Свет стал более резким. Минутами казалось, что вещи меняются от освещения, что колеблются их очертания и плотность. Вот чуть сблизились веки, сузился взгляд, но заметно, как это произошло, — преходящее состояние, исчезающее вместе с резкостью света, и снова взгляд, состоящий из ожидания и движения навстречу.
Крепкий рот, чтоб говорить. Потому что было что сказать, и немало; размышления и мысли не обходятся без слов. Потом, когда дети выросли, — другие слова, суждения, уже не ответы на вопросы. Они теряли конкретность, но приобретали меткость.
Снова остановка — в шаге или полушаге. Совет, предостережение. Мысли отливались в форму, возникшую из жизненного опыта, добро и истина — в форму ежедневных деяний.
Портрет старой женщины, матери Пошки; ей за шестьдесят, она в цветном головном платке, в грубо связанном и решительно застегнутом платье. Легкая складка неудовольствия у переносицы и в правом углу рта относится к фотографу, которому слишком уж много времени потребовалось для этой процедуры.
Что скажешь о подобном портрете?
Пожалуй, только, что на него надо смотреть и смотреть…
И уйти, как ушел свет.
Он покинул комнату, бежит по наружной стене дома, через стену в парк, по зеленым верхушкам, словно вырезая зубчатый узор.
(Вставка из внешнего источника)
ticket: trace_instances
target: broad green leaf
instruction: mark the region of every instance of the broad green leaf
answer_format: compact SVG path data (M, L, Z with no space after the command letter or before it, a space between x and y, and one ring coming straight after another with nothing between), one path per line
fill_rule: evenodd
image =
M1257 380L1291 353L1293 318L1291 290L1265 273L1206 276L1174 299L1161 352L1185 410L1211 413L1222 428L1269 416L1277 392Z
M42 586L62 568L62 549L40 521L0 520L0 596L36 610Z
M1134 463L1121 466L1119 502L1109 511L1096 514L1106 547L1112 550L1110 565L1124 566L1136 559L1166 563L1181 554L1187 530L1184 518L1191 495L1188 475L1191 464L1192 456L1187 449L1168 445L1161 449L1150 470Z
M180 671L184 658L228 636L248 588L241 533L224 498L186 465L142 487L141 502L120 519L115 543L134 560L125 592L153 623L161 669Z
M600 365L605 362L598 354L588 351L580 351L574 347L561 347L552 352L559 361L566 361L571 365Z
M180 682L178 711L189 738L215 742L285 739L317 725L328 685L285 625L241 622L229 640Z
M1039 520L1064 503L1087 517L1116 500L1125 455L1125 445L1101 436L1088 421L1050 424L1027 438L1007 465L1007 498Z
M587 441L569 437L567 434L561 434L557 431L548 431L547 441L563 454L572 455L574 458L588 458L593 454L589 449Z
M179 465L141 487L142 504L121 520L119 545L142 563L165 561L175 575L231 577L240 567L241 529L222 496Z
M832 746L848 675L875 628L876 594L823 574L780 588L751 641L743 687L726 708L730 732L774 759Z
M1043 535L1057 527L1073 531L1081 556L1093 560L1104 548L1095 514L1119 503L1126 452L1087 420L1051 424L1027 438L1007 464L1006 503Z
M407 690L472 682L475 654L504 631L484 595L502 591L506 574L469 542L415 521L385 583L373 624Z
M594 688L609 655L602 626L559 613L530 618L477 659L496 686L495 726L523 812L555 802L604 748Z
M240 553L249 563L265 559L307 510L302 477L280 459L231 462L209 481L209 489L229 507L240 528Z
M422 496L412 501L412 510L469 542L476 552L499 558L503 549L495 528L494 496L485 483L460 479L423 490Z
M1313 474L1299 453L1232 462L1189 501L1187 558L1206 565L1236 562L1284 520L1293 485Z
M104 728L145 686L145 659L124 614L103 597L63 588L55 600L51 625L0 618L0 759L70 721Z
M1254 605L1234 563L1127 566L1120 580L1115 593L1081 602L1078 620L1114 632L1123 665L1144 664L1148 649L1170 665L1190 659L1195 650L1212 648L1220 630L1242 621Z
Покинутая комната остается. Дребезжащий звук не то подымается с досок пола, не то падает с балок потолка и повисает, словно звук лопнувшей гитарной струны, звук вибрирующего дерева старого фортепьяно.
Фойгт и Гавен стоят перед дверью трактира. Они проделали большой путь, ходили далеко за деревню, туда, где за последним холмом по обе стороны дороги растянулась равнина, где течет большая река и ее притоки.
Долгий путь с долгими разговорами: о литовских делах, а значит, и об этих немецких тоже.
— Всегда так было, — высказал свое мнение Фойгт. Гавен остановился даже, размышляя: так много хороших людей, так много приложено усилий для совместной жизни. Много неудач, но все же много и доброй воли — что принесло это напоследок? Разумеется ли под этим «напоследок» сегодняшний день?
Фрау Платнер отворила дверь. Они вошли внутрь. Там внутри все вымерло.
— Спокойной ночи, — говорит Гавен. Завтра утром после службы в церкви он уедет в город. Вечером — «Кузнец из Мариенбурга». Опера. Он будет исполнять на скрипке свою партию.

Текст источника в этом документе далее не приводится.